Alex Marquez, 26, took Honda’s only MotoGP podiums as a rookie at the factory team in 2020, following Marc’s arm injury, but made only two top-six appearances during the next two years at LCR.

Despite leaving Honda for Ducati this season, Alex has continued to train closely with his brother.

“Training has been like every year,” he said. “For sure I tried personally to improve some things that I had in mind, also after I tried the [Ducati] in Valencia. I know which area I need to work a little bit on but the work and the atmosphere training with my brother is always the same.

“We are professionals. We know that we need to separate the things on track, but also I have the best reference for me to train. That is Marc. He’s really fast always; on motocross, on flat track, on karting.

“So we always enjoy that training and this will not change. We're professional and the info on MotoGP we will not share for sure, but outside we are brothers and we share our training like we have all our life.”

‘A really great sign’

The former Moto3 and Moto2 world champion takes over the Gresini seat of last year’s four-time MotoGP race winner Enea Bastianini, who finished third overall in the world championship.

Marquez made his debut on the GP22 at last November’s Valencia test when, although only 15th fastest, he was just 0.680s from the top and had almost instantly matched his lap times from the race weekend with Honda.

“[Ducati and Honda are] very different bikes and what I didn't expect was to be already, in the first run, in the same lap times like Honda or even faster with a medium rear time,” Marquez said.

“I was not feeling really good on the bike because the position and all this was really different compared to the Honda. So I was not riding with a lot of confidence, but the lap times were coming from the first run and this is a really great sign for me.

“When you are not feeling good, but the lap times are coming is something great.

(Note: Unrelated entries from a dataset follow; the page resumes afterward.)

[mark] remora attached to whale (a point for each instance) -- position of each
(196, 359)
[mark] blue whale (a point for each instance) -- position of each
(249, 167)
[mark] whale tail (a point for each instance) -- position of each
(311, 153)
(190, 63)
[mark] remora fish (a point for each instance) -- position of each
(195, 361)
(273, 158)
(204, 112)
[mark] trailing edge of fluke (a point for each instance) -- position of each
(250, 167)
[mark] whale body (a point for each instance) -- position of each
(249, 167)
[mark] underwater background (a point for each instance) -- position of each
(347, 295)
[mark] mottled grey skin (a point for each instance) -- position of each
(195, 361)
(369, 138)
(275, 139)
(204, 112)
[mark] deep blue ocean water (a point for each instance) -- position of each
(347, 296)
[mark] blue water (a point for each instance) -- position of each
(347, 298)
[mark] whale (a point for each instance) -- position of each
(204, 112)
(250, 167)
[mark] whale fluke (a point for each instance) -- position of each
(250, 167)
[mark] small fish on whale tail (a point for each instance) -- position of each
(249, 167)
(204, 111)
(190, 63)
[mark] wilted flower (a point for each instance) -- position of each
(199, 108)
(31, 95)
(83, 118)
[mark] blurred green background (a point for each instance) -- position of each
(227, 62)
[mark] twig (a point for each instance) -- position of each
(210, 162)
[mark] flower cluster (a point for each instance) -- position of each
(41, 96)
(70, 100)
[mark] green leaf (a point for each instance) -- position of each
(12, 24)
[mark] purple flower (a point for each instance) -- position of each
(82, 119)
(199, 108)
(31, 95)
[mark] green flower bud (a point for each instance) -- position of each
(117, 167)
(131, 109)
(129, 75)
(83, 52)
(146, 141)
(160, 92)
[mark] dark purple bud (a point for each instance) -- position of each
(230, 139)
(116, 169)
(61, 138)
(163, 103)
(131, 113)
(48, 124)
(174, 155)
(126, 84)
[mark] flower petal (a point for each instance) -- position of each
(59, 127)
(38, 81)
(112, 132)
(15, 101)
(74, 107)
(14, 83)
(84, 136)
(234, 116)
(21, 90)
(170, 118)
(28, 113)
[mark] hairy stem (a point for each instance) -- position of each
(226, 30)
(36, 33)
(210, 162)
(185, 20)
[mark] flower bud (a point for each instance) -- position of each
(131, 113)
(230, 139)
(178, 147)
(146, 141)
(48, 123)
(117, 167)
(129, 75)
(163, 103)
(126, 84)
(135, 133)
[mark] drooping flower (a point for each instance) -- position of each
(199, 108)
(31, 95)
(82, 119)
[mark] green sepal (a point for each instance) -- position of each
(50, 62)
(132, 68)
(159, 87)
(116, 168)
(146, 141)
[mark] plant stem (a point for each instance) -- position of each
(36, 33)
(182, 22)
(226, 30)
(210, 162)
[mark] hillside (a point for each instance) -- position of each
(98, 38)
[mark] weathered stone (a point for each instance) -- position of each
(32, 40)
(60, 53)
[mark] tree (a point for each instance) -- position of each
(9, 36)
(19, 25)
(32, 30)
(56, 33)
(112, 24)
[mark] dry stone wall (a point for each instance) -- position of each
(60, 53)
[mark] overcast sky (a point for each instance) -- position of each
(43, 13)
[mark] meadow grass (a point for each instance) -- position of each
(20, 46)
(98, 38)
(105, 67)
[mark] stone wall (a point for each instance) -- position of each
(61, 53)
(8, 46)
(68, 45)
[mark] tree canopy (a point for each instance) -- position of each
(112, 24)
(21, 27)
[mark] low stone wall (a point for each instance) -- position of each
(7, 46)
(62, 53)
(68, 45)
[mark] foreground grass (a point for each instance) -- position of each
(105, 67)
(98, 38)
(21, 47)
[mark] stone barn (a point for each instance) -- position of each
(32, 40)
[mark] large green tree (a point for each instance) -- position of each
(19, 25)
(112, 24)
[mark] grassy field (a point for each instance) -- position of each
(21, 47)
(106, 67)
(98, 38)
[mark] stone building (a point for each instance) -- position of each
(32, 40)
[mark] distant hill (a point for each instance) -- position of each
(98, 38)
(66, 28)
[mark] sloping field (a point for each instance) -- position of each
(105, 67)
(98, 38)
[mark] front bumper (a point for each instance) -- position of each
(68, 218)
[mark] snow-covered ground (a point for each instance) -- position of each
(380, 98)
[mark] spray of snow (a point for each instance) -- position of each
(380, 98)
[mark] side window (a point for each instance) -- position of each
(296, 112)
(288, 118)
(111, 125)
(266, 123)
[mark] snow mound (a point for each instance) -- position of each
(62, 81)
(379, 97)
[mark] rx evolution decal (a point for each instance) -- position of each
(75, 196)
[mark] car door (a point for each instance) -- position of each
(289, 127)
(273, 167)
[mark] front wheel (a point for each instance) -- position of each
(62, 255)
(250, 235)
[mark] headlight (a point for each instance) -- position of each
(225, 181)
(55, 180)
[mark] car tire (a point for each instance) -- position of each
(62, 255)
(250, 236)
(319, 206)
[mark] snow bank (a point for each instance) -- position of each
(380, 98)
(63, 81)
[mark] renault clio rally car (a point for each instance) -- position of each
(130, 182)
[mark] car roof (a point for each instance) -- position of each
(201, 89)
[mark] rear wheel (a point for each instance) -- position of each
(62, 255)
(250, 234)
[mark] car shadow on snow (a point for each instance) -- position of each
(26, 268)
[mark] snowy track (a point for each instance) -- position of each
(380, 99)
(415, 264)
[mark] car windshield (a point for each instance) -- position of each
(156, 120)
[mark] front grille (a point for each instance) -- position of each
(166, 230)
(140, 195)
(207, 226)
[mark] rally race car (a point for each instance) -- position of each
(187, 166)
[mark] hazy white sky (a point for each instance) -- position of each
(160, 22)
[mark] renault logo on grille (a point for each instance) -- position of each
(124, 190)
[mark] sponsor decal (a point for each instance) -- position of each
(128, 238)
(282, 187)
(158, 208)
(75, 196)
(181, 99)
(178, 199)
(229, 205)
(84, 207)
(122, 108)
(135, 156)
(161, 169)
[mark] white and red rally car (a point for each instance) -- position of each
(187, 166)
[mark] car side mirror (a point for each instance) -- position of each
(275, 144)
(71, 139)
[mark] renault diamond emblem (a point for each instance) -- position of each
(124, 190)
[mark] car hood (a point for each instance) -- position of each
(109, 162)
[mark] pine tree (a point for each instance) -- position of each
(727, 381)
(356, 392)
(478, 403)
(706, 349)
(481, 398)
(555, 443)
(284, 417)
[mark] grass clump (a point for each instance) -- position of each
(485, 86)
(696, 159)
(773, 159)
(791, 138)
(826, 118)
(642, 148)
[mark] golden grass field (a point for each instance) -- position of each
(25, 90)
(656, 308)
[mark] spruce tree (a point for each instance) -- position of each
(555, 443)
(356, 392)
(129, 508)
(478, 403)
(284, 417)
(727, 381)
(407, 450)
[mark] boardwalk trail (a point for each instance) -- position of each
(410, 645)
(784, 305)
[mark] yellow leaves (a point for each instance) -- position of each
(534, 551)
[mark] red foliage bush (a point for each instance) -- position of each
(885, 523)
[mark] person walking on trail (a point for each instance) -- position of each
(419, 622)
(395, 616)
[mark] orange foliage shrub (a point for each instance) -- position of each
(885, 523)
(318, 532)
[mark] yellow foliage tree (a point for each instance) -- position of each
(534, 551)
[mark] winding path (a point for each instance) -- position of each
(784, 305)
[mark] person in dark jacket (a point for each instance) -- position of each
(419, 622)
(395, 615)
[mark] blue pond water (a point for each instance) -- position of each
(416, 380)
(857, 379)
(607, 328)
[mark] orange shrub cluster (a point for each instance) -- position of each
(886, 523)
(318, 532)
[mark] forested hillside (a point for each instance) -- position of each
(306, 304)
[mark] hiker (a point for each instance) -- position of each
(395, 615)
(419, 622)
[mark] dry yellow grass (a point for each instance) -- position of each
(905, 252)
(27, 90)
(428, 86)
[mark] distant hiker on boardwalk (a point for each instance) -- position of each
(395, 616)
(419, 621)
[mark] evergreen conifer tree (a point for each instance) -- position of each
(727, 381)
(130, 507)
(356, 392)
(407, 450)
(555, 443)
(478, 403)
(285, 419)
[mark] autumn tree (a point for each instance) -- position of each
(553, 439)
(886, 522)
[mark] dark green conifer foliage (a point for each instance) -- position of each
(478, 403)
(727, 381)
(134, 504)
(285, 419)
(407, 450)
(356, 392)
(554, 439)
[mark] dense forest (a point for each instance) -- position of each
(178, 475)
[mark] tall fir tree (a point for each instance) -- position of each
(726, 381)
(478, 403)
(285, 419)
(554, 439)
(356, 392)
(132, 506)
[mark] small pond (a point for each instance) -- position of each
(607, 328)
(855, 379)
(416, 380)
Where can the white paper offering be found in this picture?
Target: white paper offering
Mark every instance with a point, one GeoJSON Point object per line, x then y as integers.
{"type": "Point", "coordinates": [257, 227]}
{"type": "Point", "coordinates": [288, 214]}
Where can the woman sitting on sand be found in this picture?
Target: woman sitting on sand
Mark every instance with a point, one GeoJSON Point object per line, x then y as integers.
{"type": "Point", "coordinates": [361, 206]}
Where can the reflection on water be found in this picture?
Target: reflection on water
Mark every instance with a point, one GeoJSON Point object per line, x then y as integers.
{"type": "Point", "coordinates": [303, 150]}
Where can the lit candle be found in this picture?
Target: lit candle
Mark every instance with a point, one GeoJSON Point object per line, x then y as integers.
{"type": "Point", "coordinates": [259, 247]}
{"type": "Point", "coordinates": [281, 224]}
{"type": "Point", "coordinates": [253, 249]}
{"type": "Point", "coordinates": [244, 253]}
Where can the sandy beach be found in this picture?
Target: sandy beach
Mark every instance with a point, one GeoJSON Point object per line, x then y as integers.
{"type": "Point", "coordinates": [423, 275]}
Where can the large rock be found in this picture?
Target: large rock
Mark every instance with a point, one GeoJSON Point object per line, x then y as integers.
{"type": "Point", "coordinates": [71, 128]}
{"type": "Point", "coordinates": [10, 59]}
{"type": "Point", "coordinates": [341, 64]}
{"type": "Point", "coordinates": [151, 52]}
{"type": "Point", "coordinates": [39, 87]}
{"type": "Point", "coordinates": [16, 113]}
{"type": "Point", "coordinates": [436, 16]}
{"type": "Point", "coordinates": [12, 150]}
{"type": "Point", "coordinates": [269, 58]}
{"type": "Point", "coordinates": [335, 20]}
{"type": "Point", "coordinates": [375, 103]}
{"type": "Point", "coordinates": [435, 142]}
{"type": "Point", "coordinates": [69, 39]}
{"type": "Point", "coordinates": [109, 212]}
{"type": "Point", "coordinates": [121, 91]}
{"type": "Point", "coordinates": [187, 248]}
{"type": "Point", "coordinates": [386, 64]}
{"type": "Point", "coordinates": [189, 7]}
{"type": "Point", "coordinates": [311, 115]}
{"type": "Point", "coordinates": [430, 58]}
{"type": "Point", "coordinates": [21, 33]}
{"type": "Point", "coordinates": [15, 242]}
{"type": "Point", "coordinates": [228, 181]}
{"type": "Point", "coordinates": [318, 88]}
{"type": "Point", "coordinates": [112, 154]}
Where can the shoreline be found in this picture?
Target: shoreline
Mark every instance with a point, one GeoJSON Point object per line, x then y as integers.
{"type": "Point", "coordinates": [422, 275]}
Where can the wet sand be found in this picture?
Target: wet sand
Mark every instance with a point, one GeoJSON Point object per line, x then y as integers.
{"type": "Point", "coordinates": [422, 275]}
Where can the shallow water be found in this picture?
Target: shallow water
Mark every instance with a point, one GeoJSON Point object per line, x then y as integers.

“I was feeling really easy with the engine, the power delivery and all this. Still I rode for another manufacturer for three years and I have some things on my riding style that I will need to change, but this is normal.

“I will need to learn different things compared with riders that have been on the bike for some years and also just copy some things [from them]. So it will be a really interesting pre-season for me to try to adapt and be ready for the first race in Portimao.”

Marquez and di Giannantonio will be back on their Desmosedici GP22s when pre-season testing kicks off at Sepang in Malaysia next month.